ブラジル南部サンタカタリーナ州のジョインビリ、ブルメナウ、フロリアノポリスの3都市を市場調査で回ったが、ブラジルはやはり広い。ヨーロッパ、特にドイツ風の街並み、白人比率の高さ、街の清潔さ、オーガナイズされた雰囲気がある。
黒人と同時に、日系人にもめったに会わない。さらに、北部が40度超えの暑い日だったが、長袖2枚は必要な寒さであった。
ブラジルの調査データは間違いも多く、本当に一部を切り取って全体に見せたりするので、まったくあてにせず、自らの足で歩いたお陰で、今回も様々な発見があった。
多様な店舗を見て回ったが、南部特有のスーパーマーケット、ショッピングセンター、薬局があり、南東部や北部・北東部とは分断された印象を受けた。

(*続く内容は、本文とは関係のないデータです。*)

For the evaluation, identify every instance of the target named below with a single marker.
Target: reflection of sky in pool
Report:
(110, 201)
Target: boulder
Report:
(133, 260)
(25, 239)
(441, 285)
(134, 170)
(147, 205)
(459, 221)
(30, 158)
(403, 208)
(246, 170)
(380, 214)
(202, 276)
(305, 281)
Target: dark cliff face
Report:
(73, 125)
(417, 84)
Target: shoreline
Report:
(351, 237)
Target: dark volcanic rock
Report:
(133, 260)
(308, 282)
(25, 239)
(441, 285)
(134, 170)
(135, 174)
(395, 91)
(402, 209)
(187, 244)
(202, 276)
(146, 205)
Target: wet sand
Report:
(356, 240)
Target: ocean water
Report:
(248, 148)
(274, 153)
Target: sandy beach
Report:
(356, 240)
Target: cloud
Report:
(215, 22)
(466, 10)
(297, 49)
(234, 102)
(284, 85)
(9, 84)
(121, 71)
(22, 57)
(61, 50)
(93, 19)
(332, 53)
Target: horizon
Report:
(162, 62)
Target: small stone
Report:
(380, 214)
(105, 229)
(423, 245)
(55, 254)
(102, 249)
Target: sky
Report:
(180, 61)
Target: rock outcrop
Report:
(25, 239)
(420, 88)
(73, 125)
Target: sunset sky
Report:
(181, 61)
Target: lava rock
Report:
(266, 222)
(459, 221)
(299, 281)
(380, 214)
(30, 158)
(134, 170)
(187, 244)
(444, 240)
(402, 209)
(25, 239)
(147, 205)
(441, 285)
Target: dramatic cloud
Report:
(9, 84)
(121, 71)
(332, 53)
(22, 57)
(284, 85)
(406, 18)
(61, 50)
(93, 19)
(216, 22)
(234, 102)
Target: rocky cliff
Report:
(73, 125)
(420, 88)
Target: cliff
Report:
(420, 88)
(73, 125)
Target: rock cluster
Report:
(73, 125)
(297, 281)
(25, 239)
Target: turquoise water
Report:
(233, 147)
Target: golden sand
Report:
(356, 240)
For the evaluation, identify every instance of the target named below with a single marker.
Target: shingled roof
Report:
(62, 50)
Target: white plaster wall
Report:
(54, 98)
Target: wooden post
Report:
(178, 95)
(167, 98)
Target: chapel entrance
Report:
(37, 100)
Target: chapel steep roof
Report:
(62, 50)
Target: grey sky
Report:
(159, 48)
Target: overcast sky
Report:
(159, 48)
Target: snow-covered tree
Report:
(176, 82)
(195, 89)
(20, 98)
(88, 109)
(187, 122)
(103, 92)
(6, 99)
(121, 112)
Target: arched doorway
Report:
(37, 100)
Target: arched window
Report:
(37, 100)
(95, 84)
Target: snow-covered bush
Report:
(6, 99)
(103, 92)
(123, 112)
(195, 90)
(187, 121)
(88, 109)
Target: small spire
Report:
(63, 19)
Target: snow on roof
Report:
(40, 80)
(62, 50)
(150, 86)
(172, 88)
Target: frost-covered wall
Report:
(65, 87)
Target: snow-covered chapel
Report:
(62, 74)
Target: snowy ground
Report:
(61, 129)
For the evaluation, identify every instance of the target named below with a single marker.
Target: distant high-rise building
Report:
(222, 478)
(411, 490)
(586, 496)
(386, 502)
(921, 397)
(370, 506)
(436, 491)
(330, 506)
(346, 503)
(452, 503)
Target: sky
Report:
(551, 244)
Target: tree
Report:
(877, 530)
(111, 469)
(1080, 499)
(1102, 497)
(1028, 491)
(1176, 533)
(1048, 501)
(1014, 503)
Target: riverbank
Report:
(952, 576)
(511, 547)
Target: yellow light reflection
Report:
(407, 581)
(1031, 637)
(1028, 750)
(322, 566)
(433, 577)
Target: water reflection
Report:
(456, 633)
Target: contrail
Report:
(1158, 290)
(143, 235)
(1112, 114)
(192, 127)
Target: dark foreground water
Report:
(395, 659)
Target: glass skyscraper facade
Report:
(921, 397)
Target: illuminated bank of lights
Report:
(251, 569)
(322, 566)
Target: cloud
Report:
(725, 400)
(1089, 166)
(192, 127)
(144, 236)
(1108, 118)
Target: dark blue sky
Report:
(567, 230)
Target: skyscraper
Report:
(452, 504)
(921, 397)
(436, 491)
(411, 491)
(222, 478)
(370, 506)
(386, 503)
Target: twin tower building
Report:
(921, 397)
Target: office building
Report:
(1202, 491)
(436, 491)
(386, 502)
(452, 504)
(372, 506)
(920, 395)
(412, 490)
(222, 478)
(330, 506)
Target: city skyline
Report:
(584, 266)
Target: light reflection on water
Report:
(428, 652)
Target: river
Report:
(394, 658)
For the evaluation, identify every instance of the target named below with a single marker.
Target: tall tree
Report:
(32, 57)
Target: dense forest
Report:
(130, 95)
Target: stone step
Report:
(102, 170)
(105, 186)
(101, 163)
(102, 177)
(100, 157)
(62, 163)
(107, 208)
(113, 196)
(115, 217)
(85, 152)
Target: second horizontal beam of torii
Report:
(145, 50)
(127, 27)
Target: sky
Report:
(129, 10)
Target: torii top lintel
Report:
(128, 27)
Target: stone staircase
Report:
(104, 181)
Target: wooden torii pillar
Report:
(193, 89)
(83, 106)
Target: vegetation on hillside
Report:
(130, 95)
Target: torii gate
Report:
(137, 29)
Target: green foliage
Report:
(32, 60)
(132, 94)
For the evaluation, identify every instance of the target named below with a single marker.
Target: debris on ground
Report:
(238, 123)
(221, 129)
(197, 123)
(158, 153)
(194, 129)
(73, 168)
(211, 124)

もちろん、ショッピングセンターの中は、お馴染みの全国ブランドの店舗がたくさんあり、かわり映えはしないものの、地域の人気店もあり、興味深かった。
特に南東部のショッピングセンターには、ほぼ一店しか入っていないのに、この地域ではいずれも3つ以上の大型玩具店が入居しており、子どもの数の多さや子ども向けの消費意欲の高さを感じた。

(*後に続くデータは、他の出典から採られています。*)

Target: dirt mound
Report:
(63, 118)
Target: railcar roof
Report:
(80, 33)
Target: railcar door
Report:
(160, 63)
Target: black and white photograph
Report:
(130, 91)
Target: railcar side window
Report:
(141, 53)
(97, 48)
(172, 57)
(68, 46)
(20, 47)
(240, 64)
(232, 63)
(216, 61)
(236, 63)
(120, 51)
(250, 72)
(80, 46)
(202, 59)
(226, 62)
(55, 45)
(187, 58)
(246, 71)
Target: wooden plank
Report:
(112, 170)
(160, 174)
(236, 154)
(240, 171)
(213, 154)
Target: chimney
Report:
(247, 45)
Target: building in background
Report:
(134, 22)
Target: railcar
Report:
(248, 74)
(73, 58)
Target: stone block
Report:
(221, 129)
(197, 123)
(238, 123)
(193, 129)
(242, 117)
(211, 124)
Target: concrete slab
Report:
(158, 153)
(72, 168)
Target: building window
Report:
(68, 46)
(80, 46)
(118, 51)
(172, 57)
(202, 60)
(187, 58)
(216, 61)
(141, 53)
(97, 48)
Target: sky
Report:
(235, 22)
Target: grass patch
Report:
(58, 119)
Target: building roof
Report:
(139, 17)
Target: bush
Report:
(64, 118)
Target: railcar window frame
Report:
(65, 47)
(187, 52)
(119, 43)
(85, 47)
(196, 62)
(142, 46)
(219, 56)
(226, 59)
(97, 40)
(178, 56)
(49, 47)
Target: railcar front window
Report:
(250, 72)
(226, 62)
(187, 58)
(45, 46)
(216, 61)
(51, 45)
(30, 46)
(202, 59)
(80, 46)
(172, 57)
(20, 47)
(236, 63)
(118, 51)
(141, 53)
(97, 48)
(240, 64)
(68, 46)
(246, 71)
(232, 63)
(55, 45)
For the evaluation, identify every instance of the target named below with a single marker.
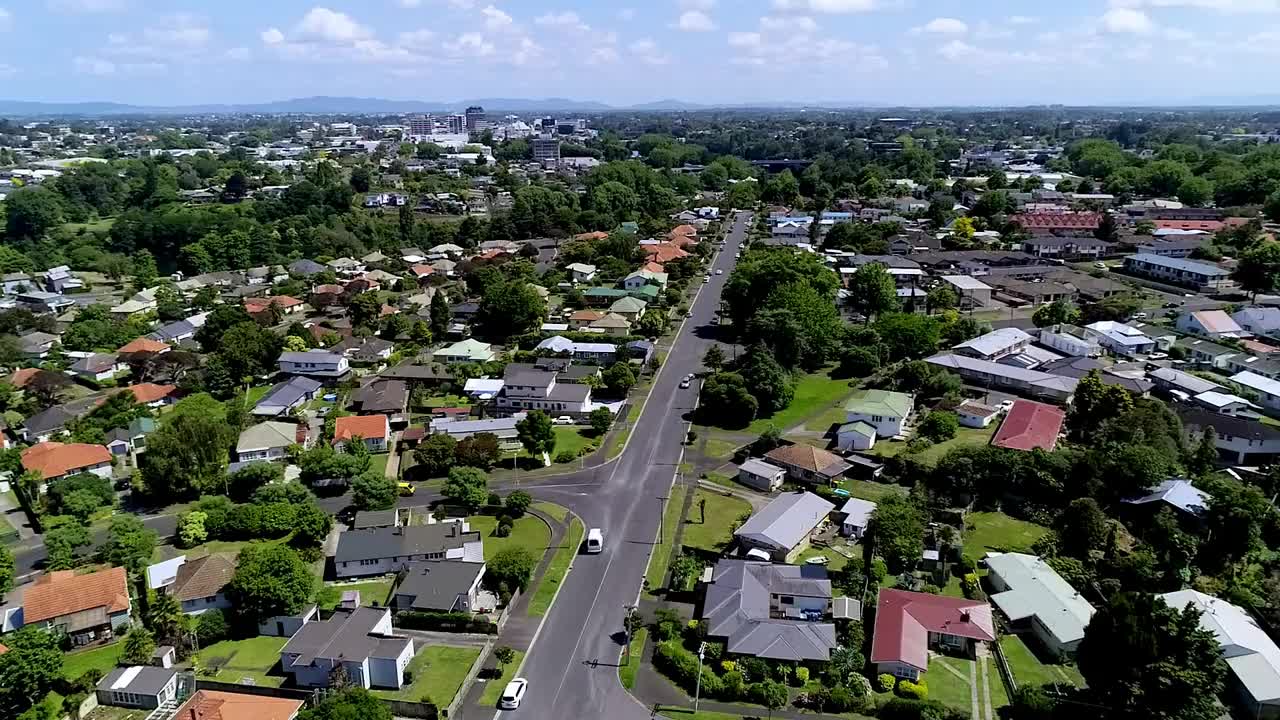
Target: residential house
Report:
(361, 641)
(87, 609)
(855, 516)
(318, 364)
(1201, 277)
(1033, 596)
(995, 345)
(885, 410)
(1251, 655)
(1214, 324)
(466, 351)
(910, 624)
(755, 473)
(1031, 425)
(374, 429)
(379, 551)
(269, 441)
(808, 464)
(286, 396)
(137, 687)
(528, 387)
(997, 376)
(782, 529)
(54, 460)
(771, 611)
(439, 587)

スーパーも、全国どこにでもあるロジャースアメリカーナスは別として、アンジェローニやハバンなどの南部特有のチェーンがあり、品揃えや強いブランドも南東部とは違っていた。
ブラジルの都市部を歩いて最初に驚くのは薬局の多さだが、大きなチェーン店が代わる代わる出て来て、街の風景の一部になっている。
サンパウロならば、ドロガ・ライア、ドロガリア・サンパウロ、オノフレなどであり、リオであれば、パンチェコ、ドロガシルといった感じだが、南部ではそれらの店舗はほとんど見ない。
南部の街に溶け込んでいるのは、カタリネンセであり、ファルマシア・セッシといった店舗だ。薬局も最近はM&Aの嵐が吹き荒れており、どんどん大手に吸収されるとともに、外資の傘下に入ったところもある。
また、一部の進んだところでは、法律改正により、医薬品以外も扱えるようになり、一気にコンビニ化が進んでいる。ブラジルでのコンビニ化の第一弾はガソリンスタンドで、第二波はもともと24時間経営のノウハウのある薬局ではないかと思っていたが、その通りになりつつある。
まだ緒に就いたばかりなので、日本のいずれかのコンビニも中堅の薬局を買収してブラジル進出をしないだろうか。
このようにブラジルは、日本の約23倍の広い国土の中で、地域ごとに特徴を持った流通があり、消費者の肌の色、国のオリジン、気候や風土がまったく違い、それに合わせた展開が必要となる。
さらに、広い国土に対応するのであれば、本来日本式に問屋、一次卸、二次卸と販売ネットワークを張り巡らせたいところだが、これまで述べてきたように税制の壁がそれをさせてくれない。なるべく中抜きをして、直接店舗に卸さなければ、とんでもない末端価格になってしまう。
一方、業界で1、2のシェアと取ると、信じられないくらい儲かるのもブラジル。ゴールをそこに定め、きちんとした市場調査に基づいて論理的な戦略を立て、それを実行するのに十分な投資を一気呵成に行って、ブランドを築けば、極めて美味しい市場であることも真実だ。
しかし、偶然?行き当たったブルメナウのオクトーバーフェストで、景気の良いドイツにタイムスリップをした気分でジョッキを傾けながら、ブラジル人が信じられない日本の不都合な真実がそれを許さないのかもしれないなあと思いつつ、約1年続いたこのコラムの筆を置かせていただきます。ご笑読ありがとうございました。皆様のビジネスの成功と健康を祈念して、“サウージ!”。